Another instance where paying a mortgage down aggressively would be unwise is when the property in question is a rental property or houses a home-based business. “A portion of the interest (on rental properties and homes with home offices) are tax deductible,” says Dadswell. “In these cases, aggressive payback could have very negative tax effects.”
A third argument against an aggressive mortgage payback plan is if you can find another investment that gives you a better return. “If you put $100,000 into your 3.00% mortgage, you save $3,000 next year,” says Laird. “If you made a 5% return on that $100K instead, you could put that $3K towards your mortgage next year and still have $2K left over.”
How could you pay your mortgage more aggressively?
Like with anything else, how your money goes out should be a function of how it comes in.
If you’re a salaried employee and just got a significant pay raise, you could choose to increase your regular payments and direct that extra money towards the principal.
If your extra money comes to you as a year-end bonus or an owner’s dividend, you could choose to make a yearly lump-sum payment towards the principal.
Note that many full-featured mortgages come with flexible prepayment options that allow the borrower to increase their monthly payments by up to 100%, and allow for annual lump sum payments of up to 25% (though typically between 10-20%).
Either way, Dadswell offers this word of caution: “The goal of living in a house is to enjoy it and make memories in this home. If your budget is so tight that you cannot enjoy the house as a home, you will regret the purchase,” she said.
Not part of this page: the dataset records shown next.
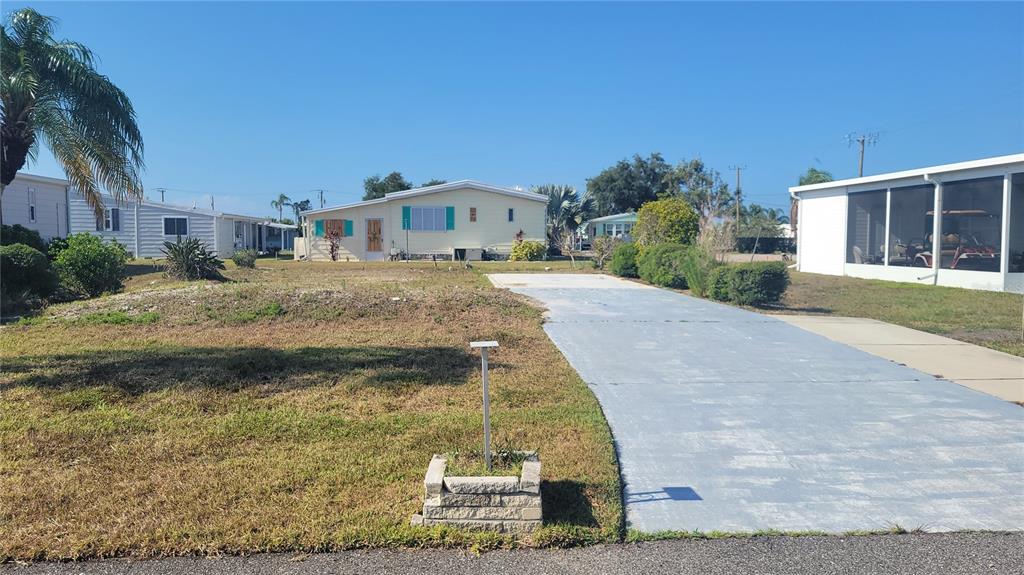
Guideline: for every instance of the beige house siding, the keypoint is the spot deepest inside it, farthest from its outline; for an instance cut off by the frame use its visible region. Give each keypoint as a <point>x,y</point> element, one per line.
<point>47,195</point>
<point>491,231</point>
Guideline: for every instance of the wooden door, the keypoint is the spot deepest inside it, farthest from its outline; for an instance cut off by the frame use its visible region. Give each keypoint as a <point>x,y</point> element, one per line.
<point>374,242</point>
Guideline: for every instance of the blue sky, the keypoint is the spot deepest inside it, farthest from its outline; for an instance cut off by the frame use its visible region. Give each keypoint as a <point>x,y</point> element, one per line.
<point>248,100</point>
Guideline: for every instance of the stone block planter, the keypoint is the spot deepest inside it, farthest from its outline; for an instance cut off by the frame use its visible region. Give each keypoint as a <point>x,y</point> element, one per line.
<point>506,504</point>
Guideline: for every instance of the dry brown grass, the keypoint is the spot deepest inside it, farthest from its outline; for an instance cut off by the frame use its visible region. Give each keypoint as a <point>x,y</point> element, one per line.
<point>294,407</point>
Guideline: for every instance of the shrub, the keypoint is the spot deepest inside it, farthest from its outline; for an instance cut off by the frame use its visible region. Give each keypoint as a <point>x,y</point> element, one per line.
<point>718,283</point>
<point>624,260</point>
<point>54,248</point>
<point>697,264</point>
<point>189,259</point>
<point>89,267</point>
<point>758,283</point>
<point>526,251</point>
<point>663,265</point>
<point>245,258</point>
<point>17,233</point>
<point>25,274</point>
<point>602,248</point>
<point>671,220</point>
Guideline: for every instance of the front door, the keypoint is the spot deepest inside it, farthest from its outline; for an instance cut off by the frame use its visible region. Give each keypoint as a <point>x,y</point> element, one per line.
<point>374,239</point>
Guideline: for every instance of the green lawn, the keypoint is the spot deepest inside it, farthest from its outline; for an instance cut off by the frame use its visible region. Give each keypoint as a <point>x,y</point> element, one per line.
<point>987,318</point>
<point>293,407</point>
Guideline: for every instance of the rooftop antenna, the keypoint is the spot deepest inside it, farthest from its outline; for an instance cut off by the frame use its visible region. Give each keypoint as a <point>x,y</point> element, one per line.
<point>861,140</point>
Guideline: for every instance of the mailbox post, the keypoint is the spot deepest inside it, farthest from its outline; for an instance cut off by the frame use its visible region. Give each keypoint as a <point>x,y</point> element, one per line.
<point>483,347</point>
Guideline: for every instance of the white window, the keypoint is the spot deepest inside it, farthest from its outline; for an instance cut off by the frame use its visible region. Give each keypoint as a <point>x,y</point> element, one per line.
<point>176,226</point>
<point>110,221</point>
<point>427,218</point>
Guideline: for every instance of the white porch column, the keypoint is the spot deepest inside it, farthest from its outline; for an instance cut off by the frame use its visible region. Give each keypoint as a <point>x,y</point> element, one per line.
<point>1005,244</point>
<point>937,232</point>
<point>889,193</point>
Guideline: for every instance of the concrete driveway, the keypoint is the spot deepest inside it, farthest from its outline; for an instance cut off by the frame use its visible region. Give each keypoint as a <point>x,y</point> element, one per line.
<point>733,421</point>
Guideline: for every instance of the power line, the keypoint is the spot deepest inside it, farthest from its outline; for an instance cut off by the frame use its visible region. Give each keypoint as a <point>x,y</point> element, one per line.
<point>862,140</point>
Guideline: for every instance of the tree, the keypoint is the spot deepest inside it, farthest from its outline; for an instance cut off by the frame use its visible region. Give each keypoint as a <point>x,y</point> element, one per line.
<point>704,188</point>
<point>627,185</point>
<point>298,208</point>
<point>566,211</point>
<point>815,176</point>
<point>280,205</point>
<point>376,186</point>
<point>671,220</point>
<point>812,176</point>
<point>51,92</point>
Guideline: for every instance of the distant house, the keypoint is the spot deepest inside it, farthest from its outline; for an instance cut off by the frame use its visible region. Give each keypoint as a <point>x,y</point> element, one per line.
<point>616,225</point>
<point>143,226</point>
<point>462,220</point>
<point>37,203</point>
<point>279,236</point>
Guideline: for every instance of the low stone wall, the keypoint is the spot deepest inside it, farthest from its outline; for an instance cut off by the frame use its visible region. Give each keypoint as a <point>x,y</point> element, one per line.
<point>495,503</point>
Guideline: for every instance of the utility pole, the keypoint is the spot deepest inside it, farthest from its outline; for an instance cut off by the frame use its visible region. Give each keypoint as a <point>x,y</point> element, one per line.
<point>738,192</point>
<point>861,140</point>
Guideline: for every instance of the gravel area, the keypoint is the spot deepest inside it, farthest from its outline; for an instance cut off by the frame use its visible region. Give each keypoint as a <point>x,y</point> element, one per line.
<point>895,555</point>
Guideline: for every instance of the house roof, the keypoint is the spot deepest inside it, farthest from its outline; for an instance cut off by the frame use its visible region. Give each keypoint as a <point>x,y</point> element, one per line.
<point>919,172</point>
<point>42,179</point>
<point>612,217</point>
<point>187,209</point>
<point>461,184</point>
<point>268,223</point>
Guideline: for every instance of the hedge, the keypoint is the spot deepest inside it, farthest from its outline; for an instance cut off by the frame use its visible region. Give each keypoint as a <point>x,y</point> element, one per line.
<point>527,251</point>
<point>624,260</point>
<point>25,272</point>
<point>664,265</point>
<point>750,284</point>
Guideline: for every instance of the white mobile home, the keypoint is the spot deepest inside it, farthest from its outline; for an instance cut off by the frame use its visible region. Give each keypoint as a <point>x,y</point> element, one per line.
<point>885,226</point>
<point>462,220</point>
<point>143,226</point>
<point>37,203</point>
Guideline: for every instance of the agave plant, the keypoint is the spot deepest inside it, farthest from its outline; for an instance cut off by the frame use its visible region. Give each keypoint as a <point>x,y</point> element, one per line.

“A mortgage will most likely be your largest debt,” says Laird. “The payment schedule will inform the rest of your financial life, from your monthly budget to RRSP/RESP planning to how much you can save.”
Both Laird and Dadswell agree that a consultation with a mortgage broker and your financial planner should happen before putting an aggressive mortgage payback plan in place.
“You’ll get the right perspective on your goals and how putting more towards your mortgage will impact those goals,” says Laird.
And when you’re contemplating having less money in your pocket at the end of the month or year, the right perspective is a good thing.